Nvidia Chat with RTX runs a ChatGPT-style application on your GPU that works with your local data — RTX 30-series or later required

(Image credit: Nvidia)

Nvidia is the first of the top four AI giants to release a free chatbot dedicated to local offline use. The new Chat with RTX app allows users to use open language models locally without connecting to the cloud. The only real drawback with "Chat with RTX" is its sky-high system requirements and huge download size, particularly when compared with cloud solutions. You'll need an RTX 30-series GPU or later with at least 8GB of VRAM and Windows 10 or 11 to run it.

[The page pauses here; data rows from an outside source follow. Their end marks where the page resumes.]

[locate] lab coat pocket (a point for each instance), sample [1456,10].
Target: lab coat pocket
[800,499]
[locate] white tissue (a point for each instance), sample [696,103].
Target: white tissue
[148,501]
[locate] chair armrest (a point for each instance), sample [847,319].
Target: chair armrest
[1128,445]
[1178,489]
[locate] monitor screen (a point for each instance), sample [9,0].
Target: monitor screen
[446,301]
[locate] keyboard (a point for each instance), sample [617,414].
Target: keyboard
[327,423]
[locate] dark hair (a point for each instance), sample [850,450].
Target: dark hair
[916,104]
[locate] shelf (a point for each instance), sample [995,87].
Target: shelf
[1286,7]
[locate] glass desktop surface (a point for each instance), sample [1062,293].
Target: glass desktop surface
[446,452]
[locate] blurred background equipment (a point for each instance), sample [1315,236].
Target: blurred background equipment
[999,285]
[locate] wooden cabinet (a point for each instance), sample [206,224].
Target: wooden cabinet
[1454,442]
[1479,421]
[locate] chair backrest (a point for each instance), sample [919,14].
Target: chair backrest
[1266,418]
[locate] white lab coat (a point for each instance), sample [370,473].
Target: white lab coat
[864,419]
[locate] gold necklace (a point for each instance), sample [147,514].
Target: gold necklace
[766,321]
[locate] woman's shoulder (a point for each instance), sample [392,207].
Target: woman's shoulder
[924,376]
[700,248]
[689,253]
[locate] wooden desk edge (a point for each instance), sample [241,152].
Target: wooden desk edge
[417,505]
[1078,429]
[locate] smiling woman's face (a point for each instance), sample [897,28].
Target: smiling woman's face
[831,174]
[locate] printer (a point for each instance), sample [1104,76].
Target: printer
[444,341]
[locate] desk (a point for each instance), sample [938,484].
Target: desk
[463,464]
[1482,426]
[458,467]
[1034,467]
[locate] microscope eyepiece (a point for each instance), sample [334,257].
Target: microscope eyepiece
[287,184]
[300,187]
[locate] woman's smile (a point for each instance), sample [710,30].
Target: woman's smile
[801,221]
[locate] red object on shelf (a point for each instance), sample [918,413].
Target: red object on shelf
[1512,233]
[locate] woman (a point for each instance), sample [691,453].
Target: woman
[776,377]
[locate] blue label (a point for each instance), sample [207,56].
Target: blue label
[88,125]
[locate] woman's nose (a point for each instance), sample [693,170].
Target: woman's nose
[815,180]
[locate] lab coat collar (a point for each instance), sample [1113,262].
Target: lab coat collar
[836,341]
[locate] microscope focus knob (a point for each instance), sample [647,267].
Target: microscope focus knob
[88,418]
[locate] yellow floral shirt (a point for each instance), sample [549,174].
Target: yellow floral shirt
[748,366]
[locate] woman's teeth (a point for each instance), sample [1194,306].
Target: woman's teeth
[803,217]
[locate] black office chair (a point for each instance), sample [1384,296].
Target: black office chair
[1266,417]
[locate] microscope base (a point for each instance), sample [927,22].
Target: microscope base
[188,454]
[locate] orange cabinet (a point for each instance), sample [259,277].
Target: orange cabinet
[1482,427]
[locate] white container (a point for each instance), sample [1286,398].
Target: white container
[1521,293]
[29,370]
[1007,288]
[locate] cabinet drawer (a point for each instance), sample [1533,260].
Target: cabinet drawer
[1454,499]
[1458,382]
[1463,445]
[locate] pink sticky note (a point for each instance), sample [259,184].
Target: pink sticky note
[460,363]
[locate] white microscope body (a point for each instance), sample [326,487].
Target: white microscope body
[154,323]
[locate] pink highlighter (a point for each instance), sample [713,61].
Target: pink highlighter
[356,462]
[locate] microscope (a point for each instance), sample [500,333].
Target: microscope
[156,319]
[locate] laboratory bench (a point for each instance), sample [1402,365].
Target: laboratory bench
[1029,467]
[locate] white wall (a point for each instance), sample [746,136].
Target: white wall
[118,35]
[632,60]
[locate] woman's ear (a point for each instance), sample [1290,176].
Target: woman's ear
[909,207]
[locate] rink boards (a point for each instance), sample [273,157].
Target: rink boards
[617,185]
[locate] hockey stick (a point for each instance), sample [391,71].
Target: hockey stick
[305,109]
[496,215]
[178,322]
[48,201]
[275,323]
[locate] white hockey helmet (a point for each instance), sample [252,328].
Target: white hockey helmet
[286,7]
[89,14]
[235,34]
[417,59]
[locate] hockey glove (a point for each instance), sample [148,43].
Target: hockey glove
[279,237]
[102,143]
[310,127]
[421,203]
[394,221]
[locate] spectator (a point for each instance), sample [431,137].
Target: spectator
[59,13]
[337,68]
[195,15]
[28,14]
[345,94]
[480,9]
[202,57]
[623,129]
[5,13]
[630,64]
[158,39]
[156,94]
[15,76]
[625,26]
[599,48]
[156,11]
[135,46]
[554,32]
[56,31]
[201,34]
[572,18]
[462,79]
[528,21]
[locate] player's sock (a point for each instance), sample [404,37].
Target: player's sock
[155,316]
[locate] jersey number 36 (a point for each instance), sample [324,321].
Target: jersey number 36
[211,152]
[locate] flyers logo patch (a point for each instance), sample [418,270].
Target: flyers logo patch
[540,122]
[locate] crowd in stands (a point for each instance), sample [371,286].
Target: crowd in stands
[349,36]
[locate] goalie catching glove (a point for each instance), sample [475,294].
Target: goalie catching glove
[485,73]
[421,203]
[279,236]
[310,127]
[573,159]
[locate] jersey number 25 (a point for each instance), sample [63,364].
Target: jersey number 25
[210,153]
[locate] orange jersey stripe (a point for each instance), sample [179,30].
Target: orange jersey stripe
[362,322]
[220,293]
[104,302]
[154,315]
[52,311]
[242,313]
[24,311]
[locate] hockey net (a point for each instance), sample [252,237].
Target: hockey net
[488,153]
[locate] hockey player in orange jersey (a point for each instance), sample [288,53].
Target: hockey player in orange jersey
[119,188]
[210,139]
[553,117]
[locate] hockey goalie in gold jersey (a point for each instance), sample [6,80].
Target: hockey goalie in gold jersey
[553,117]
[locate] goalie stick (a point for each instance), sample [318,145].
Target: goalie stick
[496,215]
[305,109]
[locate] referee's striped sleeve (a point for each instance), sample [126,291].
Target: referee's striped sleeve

Chat with RTX's main selling point is its offline capabilities and user customizability. Nvidia's chatbot allows you to specify your own files so the chatbot can produce answers custom-tailored to your needs. You can import various file formats, including .txt, PDF, Word, and XML documents. YouTube videos can also be downloaded and parsed by the chatbot.

YouTube

Watch On

For example, I fed Chat with RTX two YouTube videos, one from MKBHD and one from Formula 1. I asked the chatbot about specific topics in each video, and it responded with concise answers taken directly from each video. Once you feed it a question that correlates with a topic in a file or video that you've injected into the chatbot, it will let you know which file/video its answer came from.

It's a pretty cool application that gives you more control than online solutions like Copilot and Gemini. However, its localized design does have a drawback in that it won't search the internet for answers. Depending on the use case, this can be a positive or a negative.

Chat with RTX utilizes the Mistral or LIama 2 open-source language models combined with Retrieval-Augmented Generation (RAG) — RAG being the mode of tuning the responses with your own data. To bring it to desktops, Nvidia is using its TensorRT-LLM software to allow the app to better utilize the tensor cores of RTX 30- or RTX 40-series GPUs.

The actual application starts out as a 35GB download. Once you extract that, you then have to complete the installation process, which downloads some additional data (we didn't track exactly how much). It also goes through a compilation process to target your specific GPU, which can take 15 minutes, give or take. Parsing your local files for additional context will also take time, which varies depending on how many files are present. We put 150 files into a folder, and it took about three minutes to customize the app with our local data.

The application is in its demonstration phase, so don't expect it to produce perfect answers. RTX 20-series owners are out of luck as well. It's not entirely clear why the original Turing architecture GPUs aren't supported, though Nvidia suggested time constraints were a factor and that it could make its way to 20-series cards in the future.

TOPICS

Aaron Klotz is a contributing writer for Tom’s Hardware, covering news related to computer hardware such as CPUs, and graphics cards.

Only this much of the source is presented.